Thousands of young people have been placed in council care more than 20 miles away from home in the past year as local authorities struggle under the pressure of ballooning costs, new analysis shared with The Independent shows.

A third of children in council care in 2023 lived over 20 miles away from their local area, school and family - around 4,600 people in total. This is an 18 per cent increase since 2019.

An increasing number of young people are being placed in children’s residential homes, which have become crippling expensive for councils, as demand for foster carers is outstripping supply.

The number of children in residential care placements is on the rise, with councils having to compete with each other for places
The number of children in residential care placements is on the rise, with councils having to compete with each other for places (Getty Images)

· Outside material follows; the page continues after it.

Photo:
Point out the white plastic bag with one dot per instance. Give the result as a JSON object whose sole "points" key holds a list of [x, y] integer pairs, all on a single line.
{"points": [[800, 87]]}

Research from the County Councils Network (CCN) estimates that it costs £300,000 a year on average to provide a care home placement for a child.

They said that the scarcity of available residential care placements means that councils are competing with each other over spots, and they often need to look further afield for places.

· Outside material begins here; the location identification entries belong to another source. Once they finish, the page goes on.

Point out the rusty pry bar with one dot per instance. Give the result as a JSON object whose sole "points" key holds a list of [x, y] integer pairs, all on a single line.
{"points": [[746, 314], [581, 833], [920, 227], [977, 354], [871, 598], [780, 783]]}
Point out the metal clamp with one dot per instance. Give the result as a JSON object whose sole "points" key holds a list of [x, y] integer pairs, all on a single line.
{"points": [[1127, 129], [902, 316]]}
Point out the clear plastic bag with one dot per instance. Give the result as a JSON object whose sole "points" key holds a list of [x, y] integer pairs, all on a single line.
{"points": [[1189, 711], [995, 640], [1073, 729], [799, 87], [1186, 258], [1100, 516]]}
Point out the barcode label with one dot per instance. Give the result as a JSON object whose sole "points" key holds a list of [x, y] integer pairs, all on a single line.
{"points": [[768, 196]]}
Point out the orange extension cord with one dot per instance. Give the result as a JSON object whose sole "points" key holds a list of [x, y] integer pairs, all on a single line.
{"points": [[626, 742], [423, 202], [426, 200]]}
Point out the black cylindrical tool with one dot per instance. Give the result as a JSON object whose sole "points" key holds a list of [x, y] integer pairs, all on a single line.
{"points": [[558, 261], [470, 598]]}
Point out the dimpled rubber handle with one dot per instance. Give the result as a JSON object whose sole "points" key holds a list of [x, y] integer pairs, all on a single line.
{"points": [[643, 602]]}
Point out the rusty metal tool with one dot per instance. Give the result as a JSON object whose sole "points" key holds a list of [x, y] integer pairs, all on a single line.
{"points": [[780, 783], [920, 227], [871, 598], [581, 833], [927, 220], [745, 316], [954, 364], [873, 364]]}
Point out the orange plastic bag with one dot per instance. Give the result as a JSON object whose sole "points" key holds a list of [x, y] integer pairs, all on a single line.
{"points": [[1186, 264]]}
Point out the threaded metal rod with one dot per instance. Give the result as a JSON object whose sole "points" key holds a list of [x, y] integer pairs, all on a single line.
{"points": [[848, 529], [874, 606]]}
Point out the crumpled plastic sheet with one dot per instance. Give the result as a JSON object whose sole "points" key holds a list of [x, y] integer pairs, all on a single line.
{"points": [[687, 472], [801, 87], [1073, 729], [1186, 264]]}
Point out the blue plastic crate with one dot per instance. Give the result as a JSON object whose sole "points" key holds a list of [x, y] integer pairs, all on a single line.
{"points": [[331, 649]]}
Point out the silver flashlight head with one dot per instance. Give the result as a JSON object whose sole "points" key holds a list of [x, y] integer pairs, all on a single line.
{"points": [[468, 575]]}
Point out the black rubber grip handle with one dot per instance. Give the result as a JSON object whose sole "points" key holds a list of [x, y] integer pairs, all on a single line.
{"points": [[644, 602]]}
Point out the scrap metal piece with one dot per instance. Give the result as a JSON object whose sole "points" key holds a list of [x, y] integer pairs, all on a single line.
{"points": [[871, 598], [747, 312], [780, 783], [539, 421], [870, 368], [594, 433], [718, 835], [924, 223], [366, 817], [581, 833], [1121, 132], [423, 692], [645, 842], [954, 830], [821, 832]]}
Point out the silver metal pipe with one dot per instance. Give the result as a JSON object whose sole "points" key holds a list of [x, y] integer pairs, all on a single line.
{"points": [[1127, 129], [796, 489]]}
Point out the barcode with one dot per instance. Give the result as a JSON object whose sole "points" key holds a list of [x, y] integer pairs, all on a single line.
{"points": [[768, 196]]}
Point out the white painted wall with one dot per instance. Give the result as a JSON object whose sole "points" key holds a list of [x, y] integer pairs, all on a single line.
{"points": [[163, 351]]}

Children living further away from their local area would lead to disruption in schooling, difficulty keeping up with friends and less contact with their wider family, the report said.

Since 2019, the number of children and young people placed in care has risen by seven per cent - or 5,690 children. However, over this period, there has been a 45 per cent increase in young people being cared for in children’s homes and supported accommodation.

The CCN report projects that almost 10,000 more young people will end up in care by 2030, with the total number topping 93,000 across England.

Cllr Roger Gough, children’s services spokesperson for the CCN, said: “This report should act as a turning point for children’s services in England. It finds a system broken, with councils in the false economy of increasingly paying astronomical sums for placements and less on preventative services.

“But the biggest losers from the current system are young people themselves, with far too many children being placed many miles from home at a time when they are experiencing the trauma of being removed from their family.”

A Department for Education spokesperson said: “This report puts into sharp focus how vulnerable children across the country are being let down, placed far away from vital support networks, at massive financial cost to councils and human cost to young people’s lives.

"We’re already breaking down barriers to opportunity by investing to recruit more foster carers and kinship carers, as well as providing £400m to open more children’s homes where they’re most needed.

“For too long, the children’s social care system has been left to fester but we are now determined to deliver meaningful reform once and for all to deliver better life chances for some of the most vulnerable children in our country.”